This weekend, a Twitter moment captured a “modern love story” – or, at least, half of it. It played out a little like this: boy downloads Tinder and begins browsing. He comes across a profile of a woman he likes the look of named Claudia (important), but alas he’s not concentrating. Reflexively, his thumb swipes left, sending her soaring into the Tinder abyss of lost loves. A missed match. A potential fling flung. But this boy – Hayden Moll, our protagonist – was not about to give up.
Instead, Hayden took the little information he could remember about his mysterious Claudia – her university, her age, details from the pictures she presented on her profile – and decided to contact every woman he could find within those parameters – all the women at Missouri State university named Claudia. That, by all accounts, was a quite lot. (And, presumably, for all the Claudias he didn’t want, extremely annoying.)
“Hello all Claudia’s [sic] of Missouri State,” he began. “First off, my name is Hayden, and I made a rookie mistake on Tinder. I accidentally swiped left on a Claudia’s profile (left is bad) and I really wanted to swipe right. If Tinder provided last names this would be so much easier but it doesn’t, so I have to describe the profile to you.”
Spoiler here: he described the profile, it went viral and, of course, he found her. She was on Twitter, like everyone else, and the internet loved it. “You HAVE to go on a date with him,” replies squealed to Claudia’s ALL-CAPS tweet, her first line in the love story of which she was the subject. Let the boy get the girl! Complete the narrative arc! Isn’t it romantic?
But, is it romantic? Or is it wildly creepy? Is it an act of pure, unfiltered adoration – or another reflection of our tendency to confuse behaviour that verges on harassment? There are nuances to this story that are important to consider: they are young (around age 18); the “date” Hayden proposes involves eating doughnuts (nice); he didn’t know if they were a “match” because of his clumsy thumb, so added a caveat to his love letter. Claudia should just reply “left” or “right” to let him know whether she was interested in a date, he said – he didn’t “expect” that she would say yes. (Although, the fact he was careful to point out that it was “cool” with him if she rejected him should tell us an awful lot.) It should also be noted that the Claudia in question, when tracked down, didn’t appear to be perturbed by Hayden’s behaviour.

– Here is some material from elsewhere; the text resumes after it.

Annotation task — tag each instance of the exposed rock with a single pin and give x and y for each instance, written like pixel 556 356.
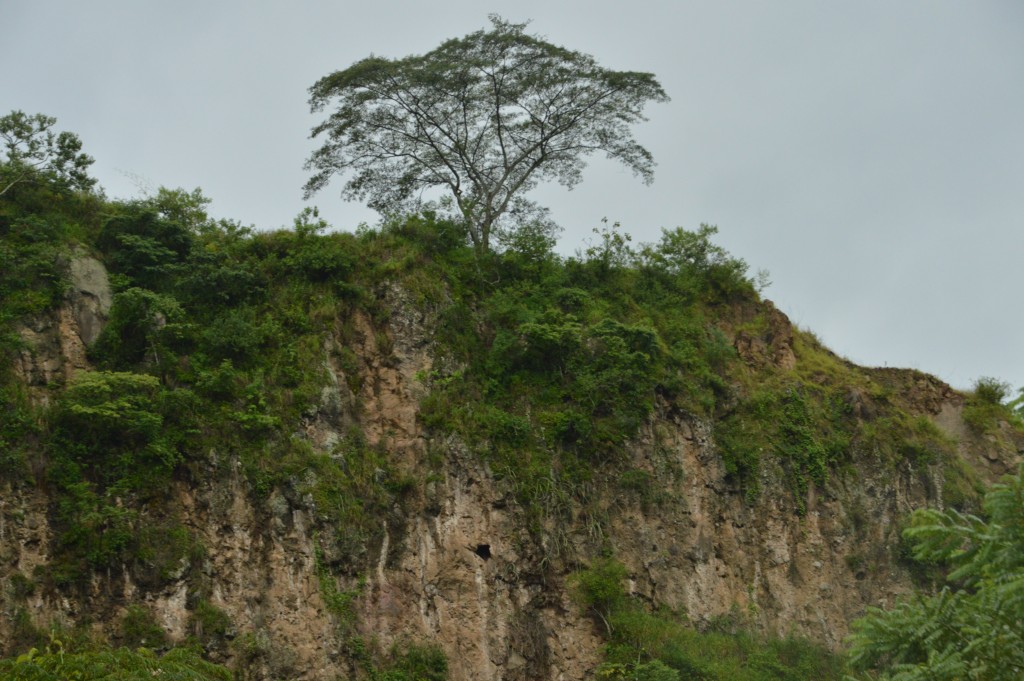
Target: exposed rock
pixel 503 612
pixel 55 343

The trouble is that culture like this creates and feeds a prism through which we view the world. And, in cases of romance, it means we’re not satisfied unless we’re presented with a perfect cadence
Her reaction is exactly what we’d expect to see from any other woman in a modern romcom. As brilliantly documented by one Letterboxd user (an online platform that allows film fanatics to create a film diary or share themed lists of films with each other) this week – and many other commentators in the past – stalking for love is a tremendously common plot device. So common that, as of today, Letterboxd fans have already identified 157 films wherein stalking behaviour is wrapped up as romance – and the list is being shared and added to all the time.
As they point out, the growing list shows that, time and time again, we’re asked to champion men for swapping “respecting women who reject them” with “persistence”. Male characters are “nice guys”, even when spying on women through their bedroom windows or warbling at someone’s window, and the victims of “difficult”, “unobtainable” women. More often than not, eventually the “stubborn” female object of affection “gives in” and accepts her fate.
It is, of course, fiction – but the trouble is that culture like this creates and feeds a prism through which we view the world. And, in cases of romance, it means we’re not satisfied unless we’re presented with a perfect cadence – that the romantic struggle is resolved, that the unseemly man is appropriately rewarded for “effort”, no matter how invasive. That’s why we see verging-on-weird-stories like Hayden’s Claudia celebrated and why men like the viral piano player, who thought he could force his ex to take him back last year, pop up in the non-fictional world. It’s why we’ve all had guys we didn’t “like” on Tinder persistently contact us on Facebook anyway. And why, as I wrote last week, they steal our personal details from increasingly bizarre places.
They think this is romance. They think we like it. They’re told that we should like it. And because women are told to like it, too, it’s frowned upon when we say that it turns us off – it makes it a little bit harder to say no.
We’re giving out all the wrong messages by accepting this sort of behaviour – not least that we’re setting an incredibly low bar for what we see as romance. Maybe, this year, we could change the narrative – and make room for love stories that we can all enjoy.